New data from the Trades Union Congress (TUC) has highlighted that BME females are 12 times more likely than their male counterparts to be unemployed because of unpaid caring duties.
Its analysis of official statistics showed that one in eight (12%) ethnic women compared to only one in 100 (1%) men are not working due to their caring responsibilities.
The research found that a total of 460,000 BME women are not working for this reason, and those in their 30s were hardest hit with a fifth (19%) in this age bracket unemployed.
Among white women and men of the same age, these figures were 8% and 1% respectively.
The research revealed that the situation isn’t much better for older women, with one in seven (15%) and one in 10 (10%) in their 40s and their 50s not working because of caring duties.
Additionally, while BME women account for around one in 14 (7%) of those aged 16-plus, they make up more than a quarter (27%) of those who are not employed due to caring responsibilities.
According to the TUC, women are the worst impacted by caring commitments, with a lack of flexible childcare and accessible social care primary causes of the unemployment rate among BME females.
The body also believes that BME families are at greater risk of experiencing poverty because of barriers women face within the employment market.

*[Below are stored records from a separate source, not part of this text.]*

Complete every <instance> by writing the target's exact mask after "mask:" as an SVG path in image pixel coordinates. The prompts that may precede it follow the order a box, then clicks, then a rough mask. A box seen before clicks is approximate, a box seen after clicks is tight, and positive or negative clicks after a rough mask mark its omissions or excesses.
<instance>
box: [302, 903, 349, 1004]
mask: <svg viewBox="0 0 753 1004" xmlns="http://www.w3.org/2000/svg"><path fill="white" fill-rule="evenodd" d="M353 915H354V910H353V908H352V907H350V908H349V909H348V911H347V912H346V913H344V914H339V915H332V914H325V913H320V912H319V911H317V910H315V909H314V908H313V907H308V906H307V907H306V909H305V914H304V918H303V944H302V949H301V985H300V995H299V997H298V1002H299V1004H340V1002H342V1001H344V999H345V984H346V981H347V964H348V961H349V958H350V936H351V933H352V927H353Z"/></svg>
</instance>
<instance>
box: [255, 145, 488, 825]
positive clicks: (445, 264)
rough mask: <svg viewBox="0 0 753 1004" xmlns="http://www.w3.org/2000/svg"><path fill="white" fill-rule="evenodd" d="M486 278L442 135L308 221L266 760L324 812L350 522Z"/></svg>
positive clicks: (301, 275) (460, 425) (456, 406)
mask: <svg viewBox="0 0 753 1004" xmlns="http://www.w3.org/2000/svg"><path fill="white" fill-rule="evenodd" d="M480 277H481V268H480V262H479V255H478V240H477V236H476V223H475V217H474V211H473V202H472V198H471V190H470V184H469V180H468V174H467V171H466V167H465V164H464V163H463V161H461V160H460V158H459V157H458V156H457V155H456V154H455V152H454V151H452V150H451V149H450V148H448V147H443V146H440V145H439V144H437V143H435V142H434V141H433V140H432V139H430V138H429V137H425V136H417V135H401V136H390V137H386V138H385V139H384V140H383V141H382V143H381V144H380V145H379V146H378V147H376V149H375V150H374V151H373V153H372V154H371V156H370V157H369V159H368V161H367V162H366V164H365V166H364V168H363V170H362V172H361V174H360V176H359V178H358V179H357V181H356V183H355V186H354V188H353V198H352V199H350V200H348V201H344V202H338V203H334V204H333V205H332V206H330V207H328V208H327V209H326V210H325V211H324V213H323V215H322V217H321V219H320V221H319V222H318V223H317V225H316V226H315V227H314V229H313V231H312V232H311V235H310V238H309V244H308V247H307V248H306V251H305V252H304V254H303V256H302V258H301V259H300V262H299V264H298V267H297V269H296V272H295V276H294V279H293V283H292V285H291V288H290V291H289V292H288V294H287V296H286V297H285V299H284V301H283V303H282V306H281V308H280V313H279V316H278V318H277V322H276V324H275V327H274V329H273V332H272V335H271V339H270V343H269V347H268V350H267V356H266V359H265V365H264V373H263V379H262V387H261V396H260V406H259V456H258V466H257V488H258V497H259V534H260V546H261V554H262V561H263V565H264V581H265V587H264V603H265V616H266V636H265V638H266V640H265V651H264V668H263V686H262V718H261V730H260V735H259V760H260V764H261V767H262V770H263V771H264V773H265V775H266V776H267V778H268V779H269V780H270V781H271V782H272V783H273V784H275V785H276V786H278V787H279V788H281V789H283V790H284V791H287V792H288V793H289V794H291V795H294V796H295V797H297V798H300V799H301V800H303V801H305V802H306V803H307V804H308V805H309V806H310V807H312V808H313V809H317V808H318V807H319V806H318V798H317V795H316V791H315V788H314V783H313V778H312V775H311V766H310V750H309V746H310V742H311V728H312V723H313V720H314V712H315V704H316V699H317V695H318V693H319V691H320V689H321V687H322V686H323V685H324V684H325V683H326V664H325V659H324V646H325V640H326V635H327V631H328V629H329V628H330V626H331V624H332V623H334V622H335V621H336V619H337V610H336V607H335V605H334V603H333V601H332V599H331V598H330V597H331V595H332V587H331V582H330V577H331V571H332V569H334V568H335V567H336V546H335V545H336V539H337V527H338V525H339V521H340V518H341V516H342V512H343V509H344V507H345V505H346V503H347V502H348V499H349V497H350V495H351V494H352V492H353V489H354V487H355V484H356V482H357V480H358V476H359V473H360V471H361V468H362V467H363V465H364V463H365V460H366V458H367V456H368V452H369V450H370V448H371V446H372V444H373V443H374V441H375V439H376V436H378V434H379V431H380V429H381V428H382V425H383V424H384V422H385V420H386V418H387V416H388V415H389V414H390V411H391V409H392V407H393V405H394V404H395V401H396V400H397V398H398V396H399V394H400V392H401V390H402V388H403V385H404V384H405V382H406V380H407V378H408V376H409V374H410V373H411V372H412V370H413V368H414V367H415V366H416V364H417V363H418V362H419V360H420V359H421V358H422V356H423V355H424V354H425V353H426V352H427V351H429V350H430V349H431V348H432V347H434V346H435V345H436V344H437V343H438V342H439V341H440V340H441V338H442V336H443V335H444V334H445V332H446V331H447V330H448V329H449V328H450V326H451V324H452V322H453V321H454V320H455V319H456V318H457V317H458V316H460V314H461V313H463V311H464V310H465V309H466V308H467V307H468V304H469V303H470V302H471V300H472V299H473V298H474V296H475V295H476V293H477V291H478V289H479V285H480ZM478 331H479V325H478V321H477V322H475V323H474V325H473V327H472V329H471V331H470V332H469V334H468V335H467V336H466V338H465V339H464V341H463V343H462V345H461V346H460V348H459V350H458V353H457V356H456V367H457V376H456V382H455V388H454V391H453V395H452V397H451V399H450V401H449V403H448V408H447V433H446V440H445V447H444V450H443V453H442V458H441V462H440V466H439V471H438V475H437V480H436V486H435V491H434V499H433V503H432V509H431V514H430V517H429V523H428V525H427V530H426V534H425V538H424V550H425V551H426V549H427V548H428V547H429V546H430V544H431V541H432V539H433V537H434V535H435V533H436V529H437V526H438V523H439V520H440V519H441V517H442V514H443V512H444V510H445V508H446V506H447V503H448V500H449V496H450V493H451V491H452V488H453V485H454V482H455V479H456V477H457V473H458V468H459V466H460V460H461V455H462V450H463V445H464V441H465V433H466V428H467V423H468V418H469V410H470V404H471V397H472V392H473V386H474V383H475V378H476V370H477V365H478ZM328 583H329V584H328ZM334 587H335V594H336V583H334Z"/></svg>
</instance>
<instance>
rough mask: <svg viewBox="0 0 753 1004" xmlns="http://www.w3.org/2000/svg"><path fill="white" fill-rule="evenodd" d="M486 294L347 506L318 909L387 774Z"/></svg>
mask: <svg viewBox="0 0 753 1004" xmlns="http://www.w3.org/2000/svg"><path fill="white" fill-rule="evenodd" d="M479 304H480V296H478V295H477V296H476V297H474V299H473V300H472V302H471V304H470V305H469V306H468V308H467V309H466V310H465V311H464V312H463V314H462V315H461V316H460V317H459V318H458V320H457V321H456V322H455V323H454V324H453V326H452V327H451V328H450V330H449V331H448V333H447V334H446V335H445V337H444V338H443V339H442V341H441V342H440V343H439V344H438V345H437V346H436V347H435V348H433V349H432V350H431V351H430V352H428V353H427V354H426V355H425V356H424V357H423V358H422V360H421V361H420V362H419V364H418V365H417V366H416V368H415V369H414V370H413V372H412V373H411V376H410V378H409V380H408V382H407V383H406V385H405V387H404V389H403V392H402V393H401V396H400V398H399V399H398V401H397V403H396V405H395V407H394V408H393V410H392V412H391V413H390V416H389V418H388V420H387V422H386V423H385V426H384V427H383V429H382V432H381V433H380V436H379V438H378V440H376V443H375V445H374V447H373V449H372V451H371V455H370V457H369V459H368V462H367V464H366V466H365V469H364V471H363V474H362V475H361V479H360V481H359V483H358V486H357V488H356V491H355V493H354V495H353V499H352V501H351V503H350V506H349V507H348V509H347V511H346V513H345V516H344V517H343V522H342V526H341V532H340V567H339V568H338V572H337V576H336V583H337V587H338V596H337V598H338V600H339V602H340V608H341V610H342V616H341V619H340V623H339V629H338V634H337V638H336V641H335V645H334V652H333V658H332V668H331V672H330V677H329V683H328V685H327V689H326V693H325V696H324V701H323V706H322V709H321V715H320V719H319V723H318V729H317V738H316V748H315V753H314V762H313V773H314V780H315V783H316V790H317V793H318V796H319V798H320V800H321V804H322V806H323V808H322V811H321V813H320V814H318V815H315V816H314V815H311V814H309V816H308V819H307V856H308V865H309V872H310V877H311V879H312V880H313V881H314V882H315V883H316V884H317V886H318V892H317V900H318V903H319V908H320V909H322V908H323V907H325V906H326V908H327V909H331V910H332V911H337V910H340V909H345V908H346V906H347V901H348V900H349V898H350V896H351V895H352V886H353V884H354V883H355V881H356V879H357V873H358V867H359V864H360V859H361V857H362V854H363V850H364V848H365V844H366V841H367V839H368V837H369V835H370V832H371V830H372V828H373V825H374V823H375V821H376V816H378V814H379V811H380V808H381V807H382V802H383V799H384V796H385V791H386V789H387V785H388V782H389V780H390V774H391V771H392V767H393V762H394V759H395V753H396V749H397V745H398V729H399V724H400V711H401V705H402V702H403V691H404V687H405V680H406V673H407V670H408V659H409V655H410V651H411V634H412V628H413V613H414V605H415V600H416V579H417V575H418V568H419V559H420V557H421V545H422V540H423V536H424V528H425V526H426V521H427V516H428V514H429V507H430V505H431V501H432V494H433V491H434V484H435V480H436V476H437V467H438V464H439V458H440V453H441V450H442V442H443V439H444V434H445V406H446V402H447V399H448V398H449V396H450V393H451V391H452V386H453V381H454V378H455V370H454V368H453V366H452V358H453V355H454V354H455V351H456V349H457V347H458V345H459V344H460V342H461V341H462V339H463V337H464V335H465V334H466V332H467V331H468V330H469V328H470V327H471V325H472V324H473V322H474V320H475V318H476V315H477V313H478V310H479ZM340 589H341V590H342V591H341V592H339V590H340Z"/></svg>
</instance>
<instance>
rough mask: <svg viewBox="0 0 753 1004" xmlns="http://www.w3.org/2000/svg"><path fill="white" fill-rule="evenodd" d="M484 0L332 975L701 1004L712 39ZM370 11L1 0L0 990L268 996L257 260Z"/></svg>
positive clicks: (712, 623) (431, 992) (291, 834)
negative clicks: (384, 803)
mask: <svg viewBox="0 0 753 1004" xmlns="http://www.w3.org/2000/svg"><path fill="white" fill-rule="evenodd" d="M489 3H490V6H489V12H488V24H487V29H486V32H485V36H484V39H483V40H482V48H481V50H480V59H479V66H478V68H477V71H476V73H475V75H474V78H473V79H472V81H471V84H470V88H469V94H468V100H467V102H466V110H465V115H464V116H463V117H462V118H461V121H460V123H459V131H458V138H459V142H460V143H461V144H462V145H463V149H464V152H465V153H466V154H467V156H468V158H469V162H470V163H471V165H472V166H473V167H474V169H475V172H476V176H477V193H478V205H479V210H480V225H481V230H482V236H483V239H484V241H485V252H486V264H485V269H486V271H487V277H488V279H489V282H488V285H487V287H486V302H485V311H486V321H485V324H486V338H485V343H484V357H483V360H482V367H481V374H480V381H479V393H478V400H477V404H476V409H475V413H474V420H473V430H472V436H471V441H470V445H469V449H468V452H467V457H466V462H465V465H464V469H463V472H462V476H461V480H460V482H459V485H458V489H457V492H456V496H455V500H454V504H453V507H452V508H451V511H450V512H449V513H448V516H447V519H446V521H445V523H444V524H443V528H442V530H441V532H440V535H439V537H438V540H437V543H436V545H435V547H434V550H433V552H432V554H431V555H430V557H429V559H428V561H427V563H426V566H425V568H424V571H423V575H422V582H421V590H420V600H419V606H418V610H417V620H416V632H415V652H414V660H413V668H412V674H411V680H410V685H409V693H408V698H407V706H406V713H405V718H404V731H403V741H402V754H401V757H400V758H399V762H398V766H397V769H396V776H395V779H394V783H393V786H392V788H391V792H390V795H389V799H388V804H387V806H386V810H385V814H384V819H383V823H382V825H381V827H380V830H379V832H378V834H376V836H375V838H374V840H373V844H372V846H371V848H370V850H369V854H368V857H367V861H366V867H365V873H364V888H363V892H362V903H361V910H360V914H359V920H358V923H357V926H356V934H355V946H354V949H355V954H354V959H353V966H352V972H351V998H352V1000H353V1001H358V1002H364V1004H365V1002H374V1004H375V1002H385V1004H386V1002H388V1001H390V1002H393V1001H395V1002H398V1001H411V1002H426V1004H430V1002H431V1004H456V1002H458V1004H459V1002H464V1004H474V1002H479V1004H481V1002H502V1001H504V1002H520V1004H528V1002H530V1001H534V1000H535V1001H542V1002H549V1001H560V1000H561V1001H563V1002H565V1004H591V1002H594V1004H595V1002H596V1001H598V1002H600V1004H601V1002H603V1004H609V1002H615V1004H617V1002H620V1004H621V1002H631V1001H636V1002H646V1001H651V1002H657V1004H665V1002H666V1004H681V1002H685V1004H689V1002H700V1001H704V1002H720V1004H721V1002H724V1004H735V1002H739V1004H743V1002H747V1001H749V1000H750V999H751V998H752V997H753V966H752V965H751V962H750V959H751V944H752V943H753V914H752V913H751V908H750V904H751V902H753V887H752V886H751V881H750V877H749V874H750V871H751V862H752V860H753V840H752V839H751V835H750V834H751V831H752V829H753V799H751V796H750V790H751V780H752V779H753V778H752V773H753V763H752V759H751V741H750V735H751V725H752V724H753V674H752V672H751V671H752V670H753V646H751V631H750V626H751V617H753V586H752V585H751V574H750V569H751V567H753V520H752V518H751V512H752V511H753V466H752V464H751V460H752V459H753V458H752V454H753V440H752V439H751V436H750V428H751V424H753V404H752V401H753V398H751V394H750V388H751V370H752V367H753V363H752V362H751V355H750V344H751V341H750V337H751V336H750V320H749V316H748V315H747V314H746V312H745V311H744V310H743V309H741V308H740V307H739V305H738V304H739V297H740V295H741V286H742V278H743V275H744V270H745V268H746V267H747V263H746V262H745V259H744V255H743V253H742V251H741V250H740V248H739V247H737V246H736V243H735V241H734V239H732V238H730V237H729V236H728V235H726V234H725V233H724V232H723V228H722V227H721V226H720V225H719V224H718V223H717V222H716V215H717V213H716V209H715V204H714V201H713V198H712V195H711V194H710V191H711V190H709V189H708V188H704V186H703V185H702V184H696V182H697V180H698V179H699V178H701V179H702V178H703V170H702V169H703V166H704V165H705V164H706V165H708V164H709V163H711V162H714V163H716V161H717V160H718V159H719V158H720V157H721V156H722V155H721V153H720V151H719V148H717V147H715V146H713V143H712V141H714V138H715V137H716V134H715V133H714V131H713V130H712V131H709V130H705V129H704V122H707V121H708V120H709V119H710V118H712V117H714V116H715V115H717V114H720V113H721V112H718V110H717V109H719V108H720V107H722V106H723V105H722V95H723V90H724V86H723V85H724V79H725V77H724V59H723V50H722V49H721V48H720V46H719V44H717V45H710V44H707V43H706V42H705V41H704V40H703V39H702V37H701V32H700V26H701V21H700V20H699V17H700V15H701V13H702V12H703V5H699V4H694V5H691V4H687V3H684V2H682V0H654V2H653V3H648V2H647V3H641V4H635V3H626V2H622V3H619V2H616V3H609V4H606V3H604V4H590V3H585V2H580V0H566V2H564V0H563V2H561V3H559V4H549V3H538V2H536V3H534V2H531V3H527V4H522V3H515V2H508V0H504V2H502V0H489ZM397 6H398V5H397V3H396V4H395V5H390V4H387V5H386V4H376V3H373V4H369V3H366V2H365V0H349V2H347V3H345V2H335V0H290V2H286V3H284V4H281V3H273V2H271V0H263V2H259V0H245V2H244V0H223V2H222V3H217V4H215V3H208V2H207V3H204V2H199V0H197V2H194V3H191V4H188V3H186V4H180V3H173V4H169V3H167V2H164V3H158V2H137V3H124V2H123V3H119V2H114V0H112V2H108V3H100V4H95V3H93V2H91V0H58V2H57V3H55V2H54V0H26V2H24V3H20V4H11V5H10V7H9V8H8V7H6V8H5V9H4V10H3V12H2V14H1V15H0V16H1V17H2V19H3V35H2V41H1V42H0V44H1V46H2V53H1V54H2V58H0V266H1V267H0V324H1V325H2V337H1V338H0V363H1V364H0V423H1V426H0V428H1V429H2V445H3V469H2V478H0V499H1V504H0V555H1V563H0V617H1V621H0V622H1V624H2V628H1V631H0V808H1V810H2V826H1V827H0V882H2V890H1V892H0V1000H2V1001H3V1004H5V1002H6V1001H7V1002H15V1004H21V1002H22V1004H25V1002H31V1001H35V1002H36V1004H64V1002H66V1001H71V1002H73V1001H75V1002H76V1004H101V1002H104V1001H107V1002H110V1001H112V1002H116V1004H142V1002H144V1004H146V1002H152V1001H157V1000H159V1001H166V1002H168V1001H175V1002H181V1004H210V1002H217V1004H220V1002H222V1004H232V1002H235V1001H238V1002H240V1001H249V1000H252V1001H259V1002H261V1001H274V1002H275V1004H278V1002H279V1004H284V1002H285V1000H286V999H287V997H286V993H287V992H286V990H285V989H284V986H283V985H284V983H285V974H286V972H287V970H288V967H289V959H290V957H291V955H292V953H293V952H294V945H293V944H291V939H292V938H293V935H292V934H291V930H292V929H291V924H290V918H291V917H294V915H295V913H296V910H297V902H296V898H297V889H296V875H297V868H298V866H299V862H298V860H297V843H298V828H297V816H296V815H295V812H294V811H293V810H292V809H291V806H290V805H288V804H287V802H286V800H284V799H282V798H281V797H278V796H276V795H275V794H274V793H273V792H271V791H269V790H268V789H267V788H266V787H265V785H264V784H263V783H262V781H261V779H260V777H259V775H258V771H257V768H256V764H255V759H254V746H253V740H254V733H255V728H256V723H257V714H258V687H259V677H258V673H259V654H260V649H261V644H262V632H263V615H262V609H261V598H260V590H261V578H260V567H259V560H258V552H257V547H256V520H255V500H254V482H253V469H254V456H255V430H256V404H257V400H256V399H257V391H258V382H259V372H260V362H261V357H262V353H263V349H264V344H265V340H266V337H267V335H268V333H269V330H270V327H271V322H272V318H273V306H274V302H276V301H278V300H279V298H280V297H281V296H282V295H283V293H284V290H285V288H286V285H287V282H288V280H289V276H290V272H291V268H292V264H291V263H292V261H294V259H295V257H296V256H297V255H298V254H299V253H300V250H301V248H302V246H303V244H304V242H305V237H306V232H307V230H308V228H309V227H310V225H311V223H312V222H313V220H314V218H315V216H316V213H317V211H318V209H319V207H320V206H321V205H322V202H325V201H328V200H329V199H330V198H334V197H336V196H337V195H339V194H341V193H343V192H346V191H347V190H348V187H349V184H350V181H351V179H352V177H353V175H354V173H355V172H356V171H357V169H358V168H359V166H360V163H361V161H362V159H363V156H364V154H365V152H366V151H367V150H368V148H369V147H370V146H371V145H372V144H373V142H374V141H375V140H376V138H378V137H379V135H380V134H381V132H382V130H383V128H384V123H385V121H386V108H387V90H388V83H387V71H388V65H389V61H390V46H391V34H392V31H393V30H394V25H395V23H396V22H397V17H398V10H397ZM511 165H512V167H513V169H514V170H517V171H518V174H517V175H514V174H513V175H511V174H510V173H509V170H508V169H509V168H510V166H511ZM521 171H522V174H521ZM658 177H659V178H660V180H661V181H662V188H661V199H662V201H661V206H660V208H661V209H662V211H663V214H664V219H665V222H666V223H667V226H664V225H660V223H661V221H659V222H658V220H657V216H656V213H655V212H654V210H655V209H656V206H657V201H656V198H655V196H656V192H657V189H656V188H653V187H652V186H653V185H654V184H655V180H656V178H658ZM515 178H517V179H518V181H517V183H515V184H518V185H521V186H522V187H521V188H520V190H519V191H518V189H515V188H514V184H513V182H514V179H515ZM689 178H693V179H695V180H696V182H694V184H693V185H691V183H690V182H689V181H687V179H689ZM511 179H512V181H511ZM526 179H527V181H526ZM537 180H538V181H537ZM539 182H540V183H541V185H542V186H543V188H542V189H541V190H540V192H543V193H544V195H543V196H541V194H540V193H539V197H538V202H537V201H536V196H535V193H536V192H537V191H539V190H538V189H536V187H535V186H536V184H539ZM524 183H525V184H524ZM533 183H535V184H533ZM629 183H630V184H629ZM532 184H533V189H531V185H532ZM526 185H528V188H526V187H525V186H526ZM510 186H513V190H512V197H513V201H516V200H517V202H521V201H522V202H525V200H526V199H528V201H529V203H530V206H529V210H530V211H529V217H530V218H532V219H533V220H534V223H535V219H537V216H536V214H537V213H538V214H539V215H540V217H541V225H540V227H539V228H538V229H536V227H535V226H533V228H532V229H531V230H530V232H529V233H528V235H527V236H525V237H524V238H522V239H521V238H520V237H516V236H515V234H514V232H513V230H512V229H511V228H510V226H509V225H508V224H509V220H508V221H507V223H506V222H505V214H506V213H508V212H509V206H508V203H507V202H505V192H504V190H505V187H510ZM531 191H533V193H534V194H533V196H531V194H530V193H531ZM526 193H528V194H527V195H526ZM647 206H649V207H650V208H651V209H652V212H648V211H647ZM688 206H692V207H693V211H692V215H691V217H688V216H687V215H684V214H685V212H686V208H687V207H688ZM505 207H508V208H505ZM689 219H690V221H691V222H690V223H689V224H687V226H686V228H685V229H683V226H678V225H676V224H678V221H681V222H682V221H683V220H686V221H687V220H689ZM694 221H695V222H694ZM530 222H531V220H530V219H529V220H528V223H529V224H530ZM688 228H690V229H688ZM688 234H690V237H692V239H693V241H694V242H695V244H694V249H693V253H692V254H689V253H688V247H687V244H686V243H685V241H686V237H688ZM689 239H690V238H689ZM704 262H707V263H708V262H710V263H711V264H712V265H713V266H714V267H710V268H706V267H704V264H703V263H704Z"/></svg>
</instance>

TUC general secretary Paul Nowak said: “Women shouldn’t have to give up or cut down on paid work because they can’t find or afford the right care for their children or older or disabled relatives.
“But too many BME women who’d like to be in work are excluded from the jobs market because of their caring commitments.
“Once women leave paid work, they often take that financial hit for the rest of their lives. It’s a key driver of the gender pay gap – and it’s clear it is contributing to a big number of BME households living on the poverty line.
“We desperately need more flexible childcare for all families, that works around shifts, weekend work and irregular working patterns, to support women who want to work.
The TUC is urging the government to take action to stop women being driven out of employment, including ensuring they are fairly paid and properly addressing the gender pay gap.